Chose curieuse ! Pendant cette pénible expérience, je ne pensai pas à prendre un verre. Je savais pourtant que les nommes, obligés de fournir de rudes travaux, buvaient presque toujours. Moi-même, dans le passé, je les avais imités. Mais j’étais si peu alcoolique de nature que, je le répète, l’idée ne me venait pas que la boisson ait pu me soulager. Je cite cet exemple pour prouver combien mon tempérament était peu prédisposé à l’alcool, et pour mettre en relief que, plus tard seulement, après bien des années, mon contact avec John Barleycorn fit naître en moi le besoin irrésistible de boire.

Le chauffeur de jour me fixait souvent d’un drôle d’œil. Un jour enfin il se décida à parler, non sans m’avoir fait jurer de garder le secret.

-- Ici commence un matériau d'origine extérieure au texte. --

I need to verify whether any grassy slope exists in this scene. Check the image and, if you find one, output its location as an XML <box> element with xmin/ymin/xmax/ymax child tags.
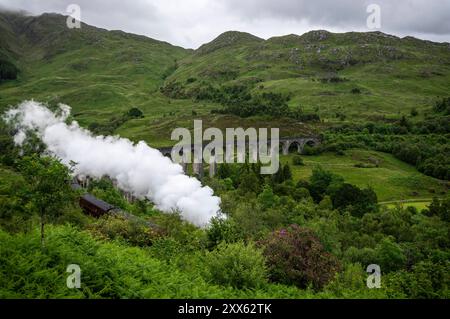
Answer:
<box><xmin>0</xmin><ymin>14</ymin><xmax>450</xmax><ymax>200</ymax></box>
<box><xmin>281</xmin><ymin>150</ymin><xmax>446</xmax><ymax>202</ymax></box>
<box><xmin>168</xmin><ymin>31</ymin><xmax>450</xmax><ymax>120</ymax></box>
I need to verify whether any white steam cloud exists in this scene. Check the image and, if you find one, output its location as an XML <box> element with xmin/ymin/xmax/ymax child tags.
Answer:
<box><xmin>4</xmin><ymin>101</ymin><xmax>220</xmax><ymax>227</ymax></box>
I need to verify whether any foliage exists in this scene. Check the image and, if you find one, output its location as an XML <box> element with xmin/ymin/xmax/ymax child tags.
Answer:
<box><xmin>0</xmin><ymin>59</ymin><xmax>19</xmax><ymax>83</ymax></box>
<box><xmin>206</xmin><ymin>242</ymin><xmax>267</xmax><ymax>289</ymax></box>
<box><xmin>88</xmin><ymin>215</ymin><xmax>161</xmax><ymax>246</ymax></box>
<box><xmin>262</xmin><ymin>225</ymin><xmax>340</xmax><ymax>289</ymax></box>
<box><xmin>19</xmin><ymin>156</ymin><xmax>74</xmax><ymax>244</ymax></box>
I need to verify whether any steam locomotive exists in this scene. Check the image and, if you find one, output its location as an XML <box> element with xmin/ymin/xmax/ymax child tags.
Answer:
<box><xmin>71</xmin><ymin>179</ymin><xmax>159</xmax><ymax>229</ymax></box>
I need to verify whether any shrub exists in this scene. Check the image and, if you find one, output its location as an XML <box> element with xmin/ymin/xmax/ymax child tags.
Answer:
<box><xmin>292</xmin><ymin>155</ymin><xmax>305</xmax><ymax>166</ymax></box>
<box><xmin>262</xmin><ymin>225</ymin><xmax>340</xmax><ymax>289</ymax></box>
<box><xmin>375</xmin><ymin>238</ymin><xmax>406</xmax><ymax>272</ymax></box>
<box><xmin>205</xmin><ymin>242</ymin><xmax>267</xmax><ymax>289</ymax></box>
<box><xmin>206</xmin><ymin>217</ymin><xmax>238</xmax><ymax>248</ymax></box>
<box><xmin>0</xmin><ymin>60</ymin><xmax>19</xmax><ymax>82</ymax></box>
<box><xmin>89</xmin><ymin>215</ymin><xmax>160</xmax><ymax>246</ymax></box>
<box><xmin>126</xmin><ymin>107</ymin><xmax>144</xmax><ymax>119</ymax></box>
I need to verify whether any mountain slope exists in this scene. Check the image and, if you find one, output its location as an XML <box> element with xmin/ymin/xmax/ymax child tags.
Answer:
<box><xmin>0</xmin><ymin>13</ymin><xmax>190</xmax><ymax>126</ymax></box>
<box><xmin>166</xmin><ymin>30</ymin><xmax>450</xmax><ymax>120</ymax></box>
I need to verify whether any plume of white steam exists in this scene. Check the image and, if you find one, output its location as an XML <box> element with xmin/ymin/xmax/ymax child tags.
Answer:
<box><xmin>4</xmin><ymin>101</ymin><xmax>220</xmax><ymax>227</ymax></box>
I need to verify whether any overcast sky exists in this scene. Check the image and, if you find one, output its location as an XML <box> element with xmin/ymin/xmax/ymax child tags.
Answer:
<box><xmin>0</xmin><ymin>0</ymin><xmax>450</xmax><ymax>48</ymax></box>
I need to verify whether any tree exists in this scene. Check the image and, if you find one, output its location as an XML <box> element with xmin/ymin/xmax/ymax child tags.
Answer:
<box><xmin>19</xmin><ymin>155</ymin><xmax>74</xmax><ymax>245</ymax></box>
<box><xmin>127</xmin><ymin>107</ymin><xmax>144</xmax><ymax>119</ymax></box>
<box><xmin>283</xmin><ymin>164</ymin><xmax>292</xmax><ymax>181</ymax></box>
<box><xmin>205</xmin><ymin>242</ymin><xmax>267</xmax><ymax>289</ymax></box>
<box><xmin>331</xmin><ymin>183</ymin><xmax>378</xmax><ymax>217</ymax></box>
<box><xmin>309</xmin><ymin>167</ymin><xmax>343</xmax><ymax>202</ymax></box>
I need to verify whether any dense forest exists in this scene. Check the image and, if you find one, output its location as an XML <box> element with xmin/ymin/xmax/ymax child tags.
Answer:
<box><xmin>0</xmin><ymin>127</ymin><xmax>450</xmax><ymax>298</ymax></box>
<box><xmin>0</xmin><ymin>10</ymin><xmax>450</xmax><ymax>299</ymax></box>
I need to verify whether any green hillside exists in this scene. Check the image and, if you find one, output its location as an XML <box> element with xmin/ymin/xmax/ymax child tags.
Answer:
<box><xmin>167</xmin><ymin>31</ymin><xmax>450</xmax><ymax>120</ymax></box>
<box><xmin>0</xmin><ymin>12</ymin><xmax>450</xmax><ymax>299</ymax></box>
<box><xmin>0</xmin><ymin>13</ymin><xmax>189</xmax><ymax>132</ymax></box>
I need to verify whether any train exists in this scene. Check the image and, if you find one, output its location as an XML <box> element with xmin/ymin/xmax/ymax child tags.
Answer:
<box><xmin>71</xmin><ymin>179</ymin><xmax>160</xmax><ymax>230</ymax></box>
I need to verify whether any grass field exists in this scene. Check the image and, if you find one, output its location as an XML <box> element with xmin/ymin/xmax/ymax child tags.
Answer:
<box><xmin>281</xmin><ymin>149</ymin><xmax>447</xmax><ymax>202</ymax></box>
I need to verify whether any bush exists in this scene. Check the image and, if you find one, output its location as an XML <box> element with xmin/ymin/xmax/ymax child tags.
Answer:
<box><xmin>205</xmin><ymin>242</ymin><xmax>267</xmax><ymax>289</ymax></box>
<box><xmin>126</xmin><ymin>107</ymin><xmax>144</xmax><ymax>119</ymax></box>
<box><xmin>262</xmin><ymin>225</ymin><xmax>340</xmax><ymax>289</ymax></box>
<box><xmin>292</xmin><ymin>155</ymin><xmax>305</xmax><ymax>166</ymax></box>
<box><xmin>0</xmin><ymin>60</ymin><xmax>19</xmax><ymax>82</ymax></box>
<box><xmin>89</xmin><ymin>215</ymin><xmax>160</xmax><ymax>246</ymax></box>
<box><xmin>206</xmin><ymin>217</ymin><xmax>239</xmax><ymax>248</ymax></box>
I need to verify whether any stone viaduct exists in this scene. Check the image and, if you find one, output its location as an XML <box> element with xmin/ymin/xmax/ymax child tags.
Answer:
<box><xmin>158</xmin><ymin>136</ymin><xmax>321</xmax><ymax>178</ymax></box>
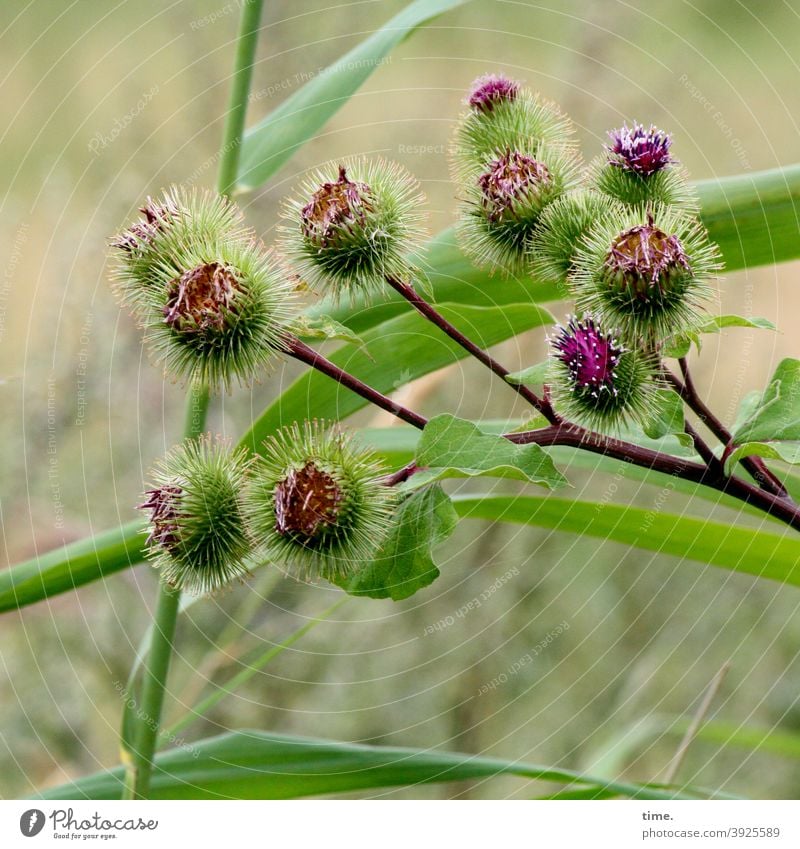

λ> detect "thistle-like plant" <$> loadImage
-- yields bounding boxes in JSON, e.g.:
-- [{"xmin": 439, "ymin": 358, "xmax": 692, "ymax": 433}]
[
  {"xmin": 450, "ymin": 74, "xmax": 575, "ymax": 186},
  {"xmin": 281, "ymin": 159, "xmax": 425, "ymax": 300},
  {"xmin": 139, "ymin": 436, "xmax": 251, "ymax": 593},
  {"xmin": 530, "ymin": 189, "xmax": 620, "ymax": 285},
  {"xmin": 569, "ymin": 206, "xmax": 720, "ymax": 345},
  {"xmin": 457, "ymin": 146, "xmax": 578, "ymax": 274},
  {"xmin": 248, "ymin": 422, "xmax": 394, "ymax": 580}
]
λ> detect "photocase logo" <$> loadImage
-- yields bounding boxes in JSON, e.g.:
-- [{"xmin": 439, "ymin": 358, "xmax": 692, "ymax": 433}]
[{"xmin": 19, "ymin": 808, "xmax": 44, "ymax": 837}]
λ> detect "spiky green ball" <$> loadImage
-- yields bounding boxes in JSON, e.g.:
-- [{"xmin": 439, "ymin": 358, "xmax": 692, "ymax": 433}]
[
  {"xmin": 111, "ymin": 186, "xmax": 247, "ymax": 310},
  {"xmin": 137, "ymin": 232, "xmax": 294, "ymax": 389},
  {"xmin": 586, "ymin": 156, "xmax": 700, "ymax": 214},
  {"xmin": 450, "ymin": 86, "xmax": 575, "ymax": 186},
  {"xmin": 568, "ymin": 206, "xmax": 721, "ymax": 347},
  {"xmin": 280, "ymin": 159, "xmax": 425, "ymax": 298},
  {"xmin": 548, "ymin": 317, "xmax": 660, "ymax": 433},
  {"xmin": 140, "ymin": 436, "xmax": 251, "ymax": 594},
  {"xmin": 456, "ymin": 146, "xmax": 578, "ymax": 274},
  {"xmin": 530, "ymin": 189, "xmax": 619, "ymax": 285},
  {"xmin": 247, "ymin": 422, "xmax": 394, "ymax": 580}
]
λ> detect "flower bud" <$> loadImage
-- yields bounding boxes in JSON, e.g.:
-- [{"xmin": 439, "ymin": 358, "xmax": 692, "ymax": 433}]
[
  {"xmin": 467, "ymin": 74, "xmax": 520, "ymax": 114},
  {"xmin": 139, "ymin": 234, "xmax": 294, "ymax": 389},
  {"xmin": 111, "ymin": 186, "xmax": 252, "ymax": 309},
  {"xmin": 569, "ymin": 207, "xmax": 720, "ymax": 346},
  {"xmin": 281, "ymin": 160, "xmax": 424, "ymax": 299},
  {"xmin": 457, "ymin": 147, "xmax": 576, "ymax": 273},
  {"xmin": 450, "ymin": 74, "xmax": 575, "ymax": 186},
  {"xmin": 247, "ymin": 422, "xmax": 394, "ymax": 580},
  {"xmin": 139, "ymin": 437, "xmax": 251, "ymax": 593},
  {"xmin": 588, "ymin": 124, "xmax": 699, "ymax": 212},
  {"xmin": 549, "ymin": 317, "xmax": 658, "ymax": 431}
]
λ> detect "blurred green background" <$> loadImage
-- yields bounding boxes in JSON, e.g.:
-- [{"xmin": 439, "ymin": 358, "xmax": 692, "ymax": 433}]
[{"xmin": 0, "ymin": 0, "xmax": 800, "ymax": 798}]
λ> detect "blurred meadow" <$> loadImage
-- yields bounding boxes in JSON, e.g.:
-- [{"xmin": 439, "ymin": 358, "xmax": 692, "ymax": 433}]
[{"xmin": 0, "ymin": 0, "xmax": 800, "ymax": 798}]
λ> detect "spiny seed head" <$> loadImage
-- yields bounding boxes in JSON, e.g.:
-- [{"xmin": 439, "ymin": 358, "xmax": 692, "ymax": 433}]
[
  {"xmin": 530, "ymin": 189, "xmax": 619, "ymax": 288},
  {"xmin": 568, "ymin": 206, "xmax": 721, "ymax": 347},
  {"xmin": 457, "ymin": 146, "xmax": 578, "ymax": 274},
  {"xmin": 280, "ymin": 159, "xmax": 432, "ymax": 300},
  {"xmin": 300, "ymin": 165, "xmax": 373, "ymax": 248},
  {"xmin": 605, "ymin": 214, "xmax": 691, "ymax": 301},
  {"xmin": 549, "ymin": 316, "xmax": 658, "ymax": 432},
  {"xmin": 247, "ymin": 422, "xmax": 394, "ymax": 580},
  {"xmin": 111, "ymin": 186, "xmax": 253, "ymax": 310},
  {"xmin": 111, "ymin": 193, "xmax": 181, "ymax": 253},
  {"xmin": 450, "ymin": 75, "xmax": 576, "ymax": 186},
  {"xmin": 478, "ymin": 150, "xmax": 553, "ymax": 222},
  {"xmin": 467, "ymin": 74, "xmax": 520, "ymax": 113},
  {"xmin": 137, "ymin": 232, "xmax": 294, "ymax": 389},
  {"xmin": 139, "ymin": 437, "xmax": 251, "ymax": 593},
  {"xmin": 608, "ymin": 123, "xmax": 672, "ymax": 177},
  {"xmin": 275, "ymin": 460, "xmax": 343, "ymax": 542}
]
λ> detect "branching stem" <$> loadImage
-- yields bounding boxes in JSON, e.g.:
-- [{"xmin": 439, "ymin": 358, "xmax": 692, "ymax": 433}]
[{"xmin": 386, "ymin": 277, "xmax": 559, "ymax": 424}]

Le directeur lui avait enjoint de ne rien me dire, et il risquait sa place en me prévenant.

Il me raconta l’histoire des deux manœuvres de nuit et de jour, et j’appris le salaire qu’ils recevaient. J’accomplissais, pour trente dollars par mois, la besogne pour laquelle ils recevaient à eux deux quatre-vingt dollars.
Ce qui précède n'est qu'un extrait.